Kan nakli esnasında oluşabilecek komplikasyonların bu çalışma ile azaltılabileceğine değinen Gökçebay, “Kan transfüzyonları sonrası farklı komplikasyonlar ortaya çıkabilir. Biz bu çalışma ile genetik kan grubu analizine yönelerek, bu tür komplikasyonları minimize etmeyi hedefliyoruz. Talasemi hastalarının genetik kan gruplarını inceleyerek, bağışçıların kan gruplarını belirlediğimizde, uyum oranları artmakta ve nakil komplikasyonlarının da en aza inmesini sağlamayı amaçlıyoruz. Böylece, hastalar ve bağışçılar arasındaki uyumun güçlenmesi ve kan naklinin güvenli bir şekilde gerçekleştirilmesi hedeflenmekte. Çalışmamızda, kendi rızaları ile kan örnekleri aldığımız talasemi hastalarından elde ettiğimiz verileri analiz ettik. Bu analizler sonrasında, serolojik yöntemlerle tespit ettiğimiz kan gruplarını genetik verilerle karşılaştırdık. Ayda bir kan nakli alan bu hastalarda, alım işlemleri her zaman doğru sonuçlar vermiyor. Genetik testler, bu alanda kesin bir çözüm sunmakta ve görmüş olduğumuz yaklaşık yüzde 50’lik genetik farklılık, bazı hastalar için gereksiz kısıtlamalar oluşturmaktaydı. Ayrıca, başka bazı hastalarda daha önce belirlenemeyen antijenler üzerine yeni bilgiler edinmemizi sağladı” ifadelerini kullandı.
Prof. Dr. Gökçebay, kan grubu belirleme sürecinde klasik testlerin yetersiz kaldığını belirterek, “Klasik testlerin uygulamaları, hastanın eritrositleri üzerindeki antijenleri ve serumundaki antikorları tespit etmekle sınırlıdır. Önceki kan nakillerinden kalan donör eritrositlerinin varlığı, doğru kan grubu tanısını engelleyebilir.

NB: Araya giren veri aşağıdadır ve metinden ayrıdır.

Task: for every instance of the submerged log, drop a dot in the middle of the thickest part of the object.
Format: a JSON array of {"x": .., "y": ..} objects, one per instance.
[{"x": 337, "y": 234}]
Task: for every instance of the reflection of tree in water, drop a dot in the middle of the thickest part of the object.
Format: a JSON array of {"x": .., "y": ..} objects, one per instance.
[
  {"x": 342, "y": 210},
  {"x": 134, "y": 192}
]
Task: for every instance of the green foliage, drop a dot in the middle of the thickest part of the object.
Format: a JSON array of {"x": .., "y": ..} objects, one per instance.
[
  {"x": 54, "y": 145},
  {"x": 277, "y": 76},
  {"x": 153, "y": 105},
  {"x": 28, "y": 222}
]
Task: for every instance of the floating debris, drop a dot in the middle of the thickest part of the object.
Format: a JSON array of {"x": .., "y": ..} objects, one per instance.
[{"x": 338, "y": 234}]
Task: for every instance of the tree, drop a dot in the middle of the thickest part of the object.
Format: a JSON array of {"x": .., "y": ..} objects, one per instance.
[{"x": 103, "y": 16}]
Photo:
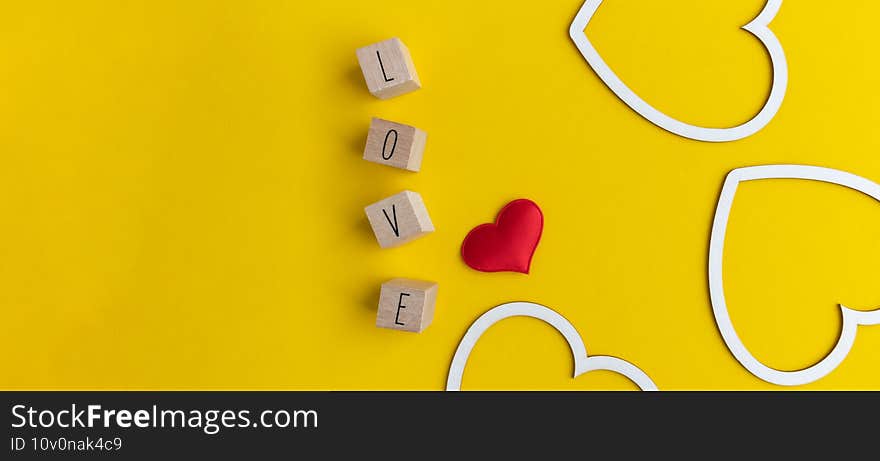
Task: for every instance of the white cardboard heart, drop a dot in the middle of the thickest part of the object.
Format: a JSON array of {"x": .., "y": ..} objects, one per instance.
[
  {"x": 758, "y": 28},
  {"x": 582, "y": 362},
  {"x": 851, "y": 318}
]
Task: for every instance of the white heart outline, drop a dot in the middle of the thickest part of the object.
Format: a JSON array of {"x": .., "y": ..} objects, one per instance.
[
  {"x": 758, "y": 27},
  {"x": 851, "y": 318},
  {"x": 582, "y": 362}
]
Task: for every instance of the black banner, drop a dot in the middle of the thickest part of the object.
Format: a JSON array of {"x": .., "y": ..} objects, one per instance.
[{"x": 410, "y": 425}]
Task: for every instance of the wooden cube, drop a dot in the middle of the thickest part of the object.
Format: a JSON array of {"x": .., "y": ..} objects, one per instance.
[
  {"x": 399, "y": 219},
  {"x": 406, "y": 305},
  {"x": 388, "y": 69},
  {"x": 395, "y": 144}
]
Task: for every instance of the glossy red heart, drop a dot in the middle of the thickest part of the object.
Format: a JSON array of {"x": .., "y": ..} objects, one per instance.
[{"x": 507, "y": 245}]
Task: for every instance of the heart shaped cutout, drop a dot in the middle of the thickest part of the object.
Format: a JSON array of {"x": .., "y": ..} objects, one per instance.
[
  {"x": 508, "y": 244},
  {"x": 583, "y": 363},
  {"x": 759, "y": 27}
]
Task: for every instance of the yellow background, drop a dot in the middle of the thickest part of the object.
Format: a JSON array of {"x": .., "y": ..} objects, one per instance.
[{"x": 182, "y": 192}]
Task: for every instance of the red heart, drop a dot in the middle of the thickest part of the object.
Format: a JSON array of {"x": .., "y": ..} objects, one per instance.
[{"x": 507, "y": 245}]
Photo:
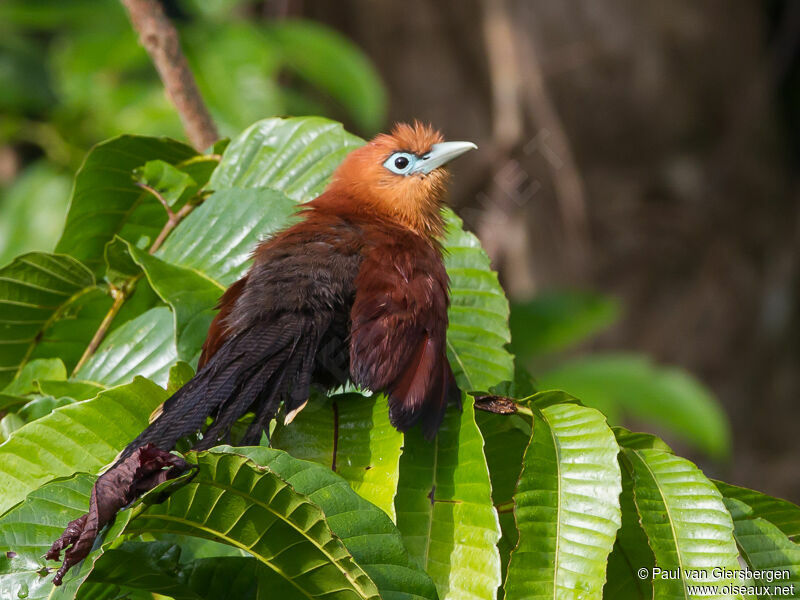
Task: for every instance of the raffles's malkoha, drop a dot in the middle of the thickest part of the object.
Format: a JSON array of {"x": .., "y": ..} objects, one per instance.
[{"x": 356, "y": 289}]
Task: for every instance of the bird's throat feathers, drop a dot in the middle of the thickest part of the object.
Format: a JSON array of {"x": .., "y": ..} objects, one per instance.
[{"x": 414, "y": 201}]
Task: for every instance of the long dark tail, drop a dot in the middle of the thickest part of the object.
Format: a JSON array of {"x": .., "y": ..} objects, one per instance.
[{"x": 256, "y": 369}]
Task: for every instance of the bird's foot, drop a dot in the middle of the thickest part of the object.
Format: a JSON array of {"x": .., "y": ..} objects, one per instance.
[
  {"x": 140, "y": 472},
  {"x": 499, "y": 405}
]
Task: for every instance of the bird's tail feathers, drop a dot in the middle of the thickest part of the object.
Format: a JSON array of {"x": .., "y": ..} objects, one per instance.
[{"x": 256, "y": 369}]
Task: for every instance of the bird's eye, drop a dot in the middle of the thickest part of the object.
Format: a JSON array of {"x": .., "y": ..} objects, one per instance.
[{"x": 400, "y": 163}]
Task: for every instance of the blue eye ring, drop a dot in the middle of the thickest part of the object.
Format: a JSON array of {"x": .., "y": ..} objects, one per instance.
[{"x": 400, "y": 163}]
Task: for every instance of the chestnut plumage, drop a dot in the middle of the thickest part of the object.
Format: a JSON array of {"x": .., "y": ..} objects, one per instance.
[{"x": 355, "y": 290}]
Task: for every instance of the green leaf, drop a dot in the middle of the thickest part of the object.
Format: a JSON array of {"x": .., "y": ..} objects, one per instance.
[
  {"x": 28, "y": 379},
  {"x": 171, "y": 183},
  {"x": 28, "y": 529},
  {"x": 80, "y": 437},
  {"x": 781, "y": 513},
  {"x": 41, "y": 406},
  {"x": 295, "y": 156},
  {"x": 478, "y": 331},
  {"x": 217, "y": 239},
  {"x": 154, "y": 567},
  {"x": 630, "y": 554},
  {"x": 151, "y": 566},
  {"x": 554, "y": 321},
  {"x": 179, "y": 375},
  {"x": 767, "y": 550},
  {"x": 333, "y": 64},
  {"x": 75, "y": 389},
  {"x": 234, "y": 501},
  {"x": 32, "y": 210},
  {"x": 505, "y": 439},
  {"x": 365, "y": 530},
  {"x": 191, "y": 296},
  {"x": 352, "y": 435},
  {"x": 106, "y": 200},
  {"x": 9, "y": 424},
  {"x": 686, "y": 522},
  {"x": 143, "y": 346},
  {"x": 444, "y": 508},
  {"x": 663, "y": 396},
  {"x": 36, "y": 291},
  {"x": 566, "y": 505}
]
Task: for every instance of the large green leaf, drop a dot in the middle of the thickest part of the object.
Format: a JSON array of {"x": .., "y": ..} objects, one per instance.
[
  {"x": 191, "y": 296},
  {"x": 365, "y": 530},
  {"x": 155, "y": 567},
  {"x": 28, "y": 529},
  {"x": 234, "y": 501},
  {"x": 781, "y": 513},
  {"x": 566, "y": 504},
  {"x": 36, "y": 291},
  {"x": 478, "y": 331},
  {"x": 219, "y": 236},
  {"x": 444, "y": 508},
  {"x": 142, "y": 346},
  {"x": 686, "y": 522},
  {"x": 505, "y": 439},
  {"x": 352, "y": 435},
  {"x": 630, "y": 554},
  {"x": 632, "y": 385},
  {"x": 106, "y": 201},
  {"x": 32, "y": 210},
  {"x": 295, "y": 156},
  {"x": 79, "y": 437}
]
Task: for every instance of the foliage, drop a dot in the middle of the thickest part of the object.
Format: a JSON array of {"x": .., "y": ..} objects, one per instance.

Bu nedenle güvenilir bir kan nakli için, kan bileşeninin yabancı antijenler taşımaması gerekmektedir. Eğer hasta yabancı antijenler içeren kan hücrelerine maruz kalırsa, bu durum ölümcül sonuçlar doğurabilir. İşte bu çalışmayı gerçekleştirerek bu riskleri ve kısıtlamaları azaltmayı başardık” şeklinde konuştu.